In terms of light, vivid colors mimic the effects of sunlight at different times of day. Morning Marsh (2002) portrays early and evening light with a transcendent beauty and quietude comparable to the stunning marsh scenes of American luminist Martin Heade. The overall quality of the light in Sastre’s paintings is uniform and appealing. However, as the artist freely admits, this consistency and beauty comes at the price of altering reality. Sastre expresses admiration for filmmakers’ use of artificial lighting, for instance, to metamorphose the pre-dawn darkness into midday brightness. And as a starting point for many of his paintings, he constructs a maquette, a photographic collage that combines the most desirable and artful views of water, skies, and trees. Thus upon closer inspection, the extremes of light and dark separating foreground and background, and water and sky, are not naturalistic; in other words, they do not embody a factual time of day. For that matter, the seeming undulations of flowers and trees represent the multivariate effects of the wind, but also manage to create dynamic areas of interest.
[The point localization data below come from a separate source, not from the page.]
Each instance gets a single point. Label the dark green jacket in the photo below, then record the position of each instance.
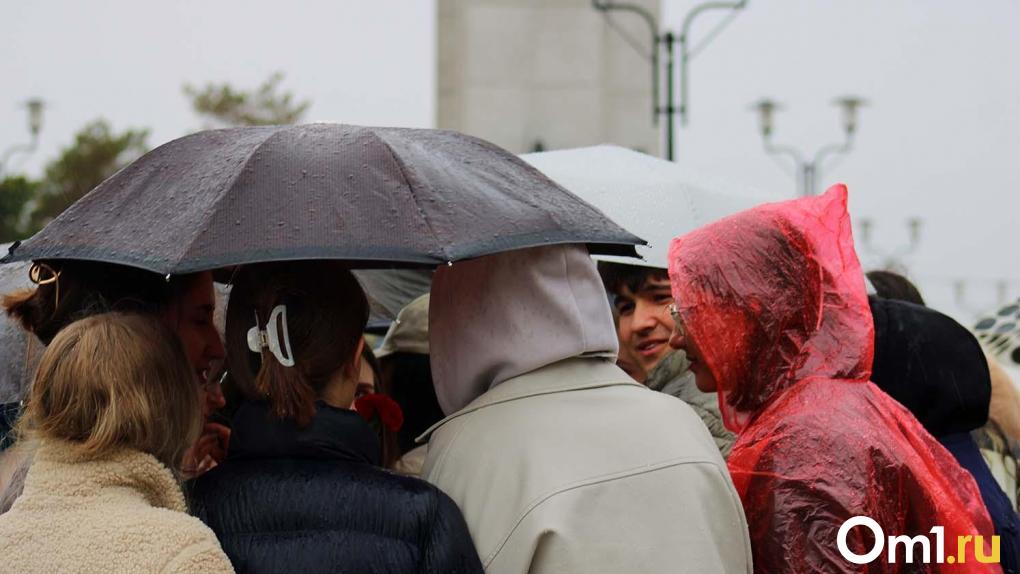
(672, 377)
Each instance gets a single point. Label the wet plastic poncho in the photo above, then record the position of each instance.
(773, 299)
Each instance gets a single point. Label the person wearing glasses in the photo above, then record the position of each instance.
(68, 291)
(641, 299)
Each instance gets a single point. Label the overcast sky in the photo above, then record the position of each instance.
(940, 140)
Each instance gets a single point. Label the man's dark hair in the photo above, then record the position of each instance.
(889, 284)
(615, 276)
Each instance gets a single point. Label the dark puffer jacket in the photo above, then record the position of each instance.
(289, 500)
(934, 367)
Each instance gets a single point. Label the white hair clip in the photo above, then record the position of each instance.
(259, 338)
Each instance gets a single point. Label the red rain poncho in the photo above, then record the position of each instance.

Considering the form along with the content, the viewer may reach the inescapable conclusion that Sastre’s waterways are at least as much about painting as they are about trees, flowers, and water.

 

 

Sastre’s waterway paintings ultimately transcend their sources because they combine so much of the past with the present to take us to a place that is mythical as well as real. The works combine realism and abstraction, pure painting with pure nature, and visual and tactile beauty with art concepts. When Mr. Sastre completes his waterways series, then our knowledge of what is important in nature and in art relative to nature will be much increased. In so doing, Sastre will hopefully redefine his motifs in ways unimagined by Romantics and modernists alike.